At this point, though, I think you have to ask yourself how you would expect him to treat you if you had made your own adult decisions that he thought were wrong-headed or rationalizations of immorality.
He can’t go back and un-do what he did. The woman he intends to marry did not make your mother sick, she didn’t have anything to do with her death. Your father is free to marry, now.
I think the way to go is to presume that any sin he committed is something he could have repented of and confessed and been absolved of, all without your knowledge. If he tries to convince you he did the right thing, correct him. Otherwise, stay in today and let yesterday go. Your mother will have, by now. She is beyond holding a grudge, you are not showing loyalty by holding onto this offense against her, and for her sake and your own you ought to get beyond that past offense against your trust, as well. That is a process, that letting go of ill will over a past offense that cannot be un-done, not just something you decide to do. It will be better for you if you work in that direction, though.

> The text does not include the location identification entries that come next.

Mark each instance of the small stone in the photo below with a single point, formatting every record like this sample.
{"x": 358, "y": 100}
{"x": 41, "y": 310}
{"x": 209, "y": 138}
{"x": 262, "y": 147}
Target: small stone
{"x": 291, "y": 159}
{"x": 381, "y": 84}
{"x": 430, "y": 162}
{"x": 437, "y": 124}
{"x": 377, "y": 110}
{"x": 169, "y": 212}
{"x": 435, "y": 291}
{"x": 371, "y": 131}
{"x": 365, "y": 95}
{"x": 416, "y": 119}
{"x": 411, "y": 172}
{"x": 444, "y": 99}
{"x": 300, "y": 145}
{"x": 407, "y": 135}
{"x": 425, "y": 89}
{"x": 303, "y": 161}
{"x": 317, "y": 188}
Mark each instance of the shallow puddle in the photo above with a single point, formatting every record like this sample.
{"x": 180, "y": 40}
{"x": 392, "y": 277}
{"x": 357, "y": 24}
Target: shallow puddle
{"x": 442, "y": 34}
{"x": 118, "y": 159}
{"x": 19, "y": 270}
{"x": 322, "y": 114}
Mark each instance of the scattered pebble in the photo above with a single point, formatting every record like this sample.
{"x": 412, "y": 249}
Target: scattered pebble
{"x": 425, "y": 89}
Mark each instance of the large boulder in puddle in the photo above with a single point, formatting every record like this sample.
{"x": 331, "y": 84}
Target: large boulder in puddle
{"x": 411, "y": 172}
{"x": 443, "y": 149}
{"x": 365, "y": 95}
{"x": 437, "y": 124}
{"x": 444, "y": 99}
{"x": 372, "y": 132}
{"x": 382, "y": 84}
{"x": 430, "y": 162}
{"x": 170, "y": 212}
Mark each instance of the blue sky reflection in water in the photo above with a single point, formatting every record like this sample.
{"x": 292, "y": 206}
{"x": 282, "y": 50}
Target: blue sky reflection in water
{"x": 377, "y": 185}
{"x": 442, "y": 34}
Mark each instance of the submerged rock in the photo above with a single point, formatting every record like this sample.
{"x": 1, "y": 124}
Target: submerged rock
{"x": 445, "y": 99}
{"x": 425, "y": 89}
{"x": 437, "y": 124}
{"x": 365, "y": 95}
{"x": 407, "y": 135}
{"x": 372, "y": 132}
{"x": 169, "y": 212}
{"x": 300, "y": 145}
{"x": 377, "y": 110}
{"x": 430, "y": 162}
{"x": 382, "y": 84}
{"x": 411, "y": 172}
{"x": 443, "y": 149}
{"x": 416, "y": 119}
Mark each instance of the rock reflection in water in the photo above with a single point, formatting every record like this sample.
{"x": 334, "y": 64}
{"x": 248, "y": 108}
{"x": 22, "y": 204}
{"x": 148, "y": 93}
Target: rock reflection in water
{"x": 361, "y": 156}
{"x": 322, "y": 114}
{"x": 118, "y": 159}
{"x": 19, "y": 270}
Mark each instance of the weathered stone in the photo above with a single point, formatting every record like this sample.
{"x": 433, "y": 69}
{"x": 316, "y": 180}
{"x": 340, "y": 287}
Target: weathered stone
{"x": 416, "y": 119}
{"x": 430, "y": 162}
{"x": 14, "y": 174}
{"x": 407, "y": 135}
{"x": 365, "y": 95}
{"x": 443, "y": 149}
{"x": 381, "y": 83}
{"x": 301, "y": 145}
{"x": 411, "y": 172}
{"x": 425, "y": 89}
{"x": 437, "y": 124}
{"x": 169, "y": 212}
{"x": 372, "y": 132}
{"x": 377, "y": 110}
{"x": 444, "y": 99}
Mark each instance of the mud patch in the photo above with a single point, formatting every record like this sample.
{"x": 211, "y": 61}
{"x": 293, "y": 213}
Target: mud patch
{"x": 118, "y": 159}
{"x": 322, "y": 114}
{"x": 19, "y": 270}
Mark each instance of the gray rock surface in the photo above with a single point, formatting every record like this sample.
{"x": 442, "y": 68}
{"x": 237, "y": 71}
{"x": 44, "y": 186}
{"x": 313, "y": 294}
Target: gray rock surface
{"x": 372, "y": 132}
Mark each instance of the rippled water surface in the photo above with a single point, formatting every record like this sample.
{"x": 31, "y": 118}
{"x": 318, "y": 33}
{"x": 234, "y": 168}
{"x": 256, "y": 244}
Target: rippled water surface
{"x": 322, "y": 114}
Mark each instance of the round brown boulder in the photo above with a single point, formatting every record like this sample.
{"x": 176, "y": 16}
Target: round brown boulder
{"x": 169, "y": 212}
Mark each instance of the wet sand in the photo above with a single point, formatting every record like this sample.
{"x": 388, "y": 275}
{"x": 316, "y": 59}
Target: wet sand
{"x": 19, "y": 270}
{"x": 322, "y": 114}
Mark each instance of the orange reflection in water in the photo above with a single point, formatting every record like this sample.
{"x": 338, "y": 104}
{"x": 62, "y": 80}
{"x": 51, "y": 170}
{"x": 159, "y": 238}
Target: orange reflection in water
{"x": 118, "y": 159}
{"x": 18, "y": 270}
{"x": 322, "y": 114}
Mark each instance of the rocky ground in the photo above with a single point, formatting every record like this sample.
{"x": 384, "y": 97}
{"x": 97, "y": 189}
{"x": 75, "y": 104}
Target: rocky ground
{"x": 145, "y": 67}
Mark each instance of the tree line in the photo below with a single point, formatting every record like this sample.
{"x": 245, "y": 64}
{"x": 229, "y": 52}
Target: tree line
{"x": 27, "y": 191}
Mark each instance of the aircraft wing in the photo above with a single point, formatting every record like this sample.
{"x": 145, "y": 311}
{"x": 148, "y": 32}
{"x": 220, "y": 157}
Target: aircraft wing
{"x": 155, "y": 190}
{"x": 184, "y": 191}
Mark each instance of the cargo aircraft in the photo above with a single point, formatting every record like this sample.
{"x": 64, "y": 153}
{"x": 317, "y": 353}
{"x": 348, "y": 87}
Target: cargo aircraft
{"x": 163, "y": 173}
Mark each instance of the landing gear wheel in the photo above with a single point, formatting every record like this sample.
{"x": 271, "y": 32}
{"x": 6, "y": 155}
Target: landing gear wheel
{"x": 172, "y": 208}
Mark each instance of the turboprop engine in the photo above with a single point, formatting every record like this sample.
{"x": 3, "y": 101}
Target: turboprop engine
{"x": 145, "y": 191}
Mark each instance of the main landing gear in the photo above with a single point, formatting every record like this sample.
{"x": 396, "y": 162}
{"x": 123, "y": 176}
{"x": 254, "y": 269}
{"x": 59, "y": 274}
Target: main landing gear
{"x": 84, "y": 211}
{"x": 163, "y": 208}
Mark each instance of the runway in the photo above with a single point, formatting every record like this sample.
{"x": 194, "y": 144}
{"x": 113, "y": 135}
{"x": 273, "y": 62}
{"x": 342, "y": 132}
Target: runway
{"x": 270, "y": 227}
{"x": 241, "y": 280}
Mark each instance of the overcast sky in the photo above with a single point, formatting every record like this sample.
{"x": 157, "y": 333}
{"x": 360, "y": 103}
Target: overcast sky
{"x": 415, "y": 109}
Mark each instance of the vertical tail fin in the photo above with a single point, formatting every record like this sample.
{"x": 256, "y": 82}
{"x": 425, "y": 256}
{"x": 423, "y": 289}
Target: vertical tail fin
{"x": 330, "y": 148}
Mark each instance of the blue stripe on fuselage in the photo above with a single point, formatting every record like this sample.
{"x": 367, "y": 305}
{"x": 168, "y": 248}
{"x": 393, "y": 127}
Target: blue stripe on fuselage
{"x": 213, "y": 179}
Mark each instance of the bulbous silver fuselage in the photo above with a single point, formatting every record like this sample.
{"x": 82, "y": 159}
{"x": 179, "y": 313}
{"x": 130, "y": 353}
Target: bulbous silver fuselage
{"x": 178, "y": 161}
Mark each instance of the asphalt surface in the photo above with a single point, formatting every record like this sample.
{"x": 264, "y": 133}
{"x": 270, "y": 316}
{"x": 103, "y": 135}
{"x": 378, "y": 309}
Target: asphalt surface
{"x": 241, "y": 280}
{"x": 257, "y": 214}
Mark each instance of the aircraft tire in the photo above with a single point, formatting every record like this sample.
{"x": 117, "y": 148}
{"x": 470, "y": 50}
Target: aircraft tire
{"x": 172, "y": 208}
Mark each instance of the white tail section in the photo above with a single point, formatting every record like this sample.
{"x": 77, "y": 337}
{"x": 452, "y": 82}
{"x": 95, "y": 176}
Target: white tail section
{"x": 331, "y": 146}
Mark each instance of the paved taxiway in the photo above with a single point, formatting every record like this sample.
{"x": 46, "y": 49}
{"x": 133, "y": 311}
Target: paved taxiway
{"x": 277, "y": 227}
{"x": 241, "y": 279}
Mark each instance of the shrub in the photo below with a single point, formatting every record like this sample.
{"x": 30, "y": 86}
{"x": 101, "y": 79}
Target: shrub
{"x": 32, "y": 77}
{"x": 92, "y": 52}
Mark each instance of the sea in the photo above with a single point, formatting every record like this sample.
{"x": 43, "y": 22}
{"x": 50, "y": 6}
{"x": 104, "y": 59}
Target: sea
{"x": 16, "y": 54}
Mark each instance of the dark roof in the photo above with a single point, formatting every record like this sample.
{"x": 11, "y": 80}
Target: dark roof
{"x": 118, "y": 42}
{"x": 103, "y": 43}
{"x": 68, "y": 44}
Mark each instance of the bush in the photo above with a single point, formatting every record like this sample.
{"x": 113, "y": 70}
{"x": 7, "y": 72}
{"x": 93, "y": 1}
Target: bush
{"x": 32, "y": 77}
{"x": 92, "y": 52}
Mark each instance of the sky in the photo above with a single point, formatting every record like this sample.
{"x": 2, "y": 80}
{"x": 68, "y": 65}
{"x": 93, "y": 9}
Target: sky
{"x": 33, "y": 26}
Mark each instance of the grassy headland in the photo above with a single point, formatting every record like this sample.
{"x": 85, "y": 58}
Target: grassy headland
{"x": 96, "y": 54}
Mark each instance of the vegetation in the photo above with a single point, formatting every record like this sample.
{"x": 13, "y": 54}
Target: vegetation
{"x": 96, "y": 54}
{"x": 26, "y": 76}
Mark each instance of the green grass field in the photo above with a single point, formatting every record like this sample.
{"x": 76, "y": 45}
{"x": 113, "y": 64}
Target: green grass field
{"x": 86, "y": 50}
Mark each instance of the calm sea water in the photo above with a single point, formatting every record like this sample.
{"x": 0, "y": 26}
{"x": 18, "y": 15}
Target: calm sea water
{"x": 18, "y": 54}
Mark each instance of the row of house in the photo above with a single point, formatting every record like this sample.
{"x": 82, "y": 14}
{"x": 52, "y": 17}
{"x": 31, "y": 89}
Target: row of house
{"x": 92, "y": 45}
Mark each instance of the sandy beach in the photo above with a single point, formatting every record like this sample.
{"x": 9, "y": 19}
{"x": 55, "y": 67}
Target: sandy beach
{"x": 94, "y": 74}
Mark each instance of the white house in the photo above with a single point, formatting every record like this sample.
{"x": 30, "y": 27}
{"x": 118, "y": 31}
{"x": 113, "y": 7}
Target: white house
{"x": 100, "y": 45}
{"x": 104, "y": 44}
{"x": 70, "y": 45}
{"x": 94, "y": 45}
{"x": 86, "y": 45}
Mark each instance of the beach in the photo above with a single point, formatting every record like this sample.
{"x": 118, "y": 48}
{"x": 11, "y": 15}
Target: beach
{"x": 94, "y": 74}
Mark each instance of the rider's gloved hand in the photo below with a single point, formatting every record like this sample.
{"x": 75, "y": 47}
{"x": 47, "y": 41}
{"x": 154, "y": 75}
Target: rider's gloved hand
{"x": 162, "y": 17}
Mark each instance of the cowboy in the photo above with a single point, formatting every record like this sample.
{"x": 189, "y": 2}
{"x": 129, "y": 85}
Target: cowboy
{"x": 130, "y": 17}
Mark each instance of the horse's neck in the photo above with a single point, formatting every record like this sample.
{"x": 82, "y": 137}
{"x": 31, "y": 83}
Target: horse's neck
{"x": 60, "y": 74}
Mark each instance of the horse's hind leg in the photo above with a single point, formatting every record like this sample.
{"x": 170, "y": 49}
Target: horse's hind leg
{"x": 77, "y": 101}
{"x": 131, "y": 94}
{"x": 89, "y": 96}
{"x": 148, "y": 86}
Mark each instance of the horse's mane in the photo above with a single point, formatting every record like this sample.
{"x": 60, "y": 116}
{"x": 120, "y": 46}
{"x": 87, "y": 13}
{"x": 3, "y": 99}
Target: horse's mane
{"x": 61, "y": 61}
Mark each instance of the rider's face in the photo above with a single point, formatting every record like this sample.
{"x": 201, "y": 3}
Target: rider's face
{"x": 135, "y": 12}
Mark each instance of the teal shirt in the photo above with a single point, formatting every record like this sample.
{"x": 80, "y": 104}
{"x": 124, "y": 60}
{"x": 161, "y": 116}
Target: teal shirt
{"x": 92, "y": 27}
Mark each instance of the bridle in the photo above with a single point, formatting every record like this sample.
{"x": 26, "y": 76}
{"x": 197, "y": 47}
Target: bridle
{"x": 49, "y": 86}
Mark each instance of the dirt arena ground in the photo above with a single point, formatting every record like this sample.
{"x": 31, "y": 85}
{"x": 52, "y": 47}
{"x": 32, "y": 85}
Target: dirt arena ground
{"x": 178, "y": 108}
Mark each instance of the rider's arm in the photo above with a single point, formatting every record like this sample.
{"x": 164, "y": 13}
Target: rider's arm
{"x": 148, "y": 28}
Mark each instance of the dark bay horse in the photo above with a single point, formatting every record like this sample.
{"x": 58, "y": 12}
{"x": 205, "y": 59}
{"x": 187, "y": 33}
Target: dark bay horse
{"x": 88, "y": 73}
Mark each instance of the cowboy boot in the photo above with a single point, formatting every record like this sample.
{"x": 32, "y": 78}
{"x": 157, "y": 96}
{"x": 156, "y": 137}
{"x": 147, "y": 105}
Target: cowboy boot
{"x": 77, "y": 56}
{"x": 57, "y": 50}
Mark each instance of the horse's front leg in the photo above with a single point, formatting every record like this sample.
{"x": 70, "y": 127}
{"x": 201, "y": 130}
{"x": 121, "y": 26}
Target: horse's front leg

I think you say, “I am still grieving Mom, Dad. You may be ready to move on, but I am not ready to talk about this. You’re going to need to leave me alone about it for awhile. I hope you understand.” If he doesn’t, that is his issue. Do not offer any defense for your grief. You don’t owe him one and, frankly, nothing good will come of it. You may say something you will later wish you had not bluntly put into words. He undoubtedly has very difficult emotions to cope with, too. You’re unlikely to say anything that is news to him.
As for the wedding, play that by ear. Today’s worries are sufficient for today. If they are both free to marry, it is not an invalid wedding, but because of the circumstances of the “courtship,” you might have to tell your dad you would be bad company that day. Wait and see and reserve the right to wait on your decision, if he asks. (I kind of doubt that he will.)
In other words, for today reserve the right to say nothing, if you have nothing to say that is likely to help matters. Do not feel you owe any apologies for that and remember that sometimes giving reasons does nothing but invite rebuttals. Point-counter-point can get very ugly when emotions are raw, and you can choose not to go there.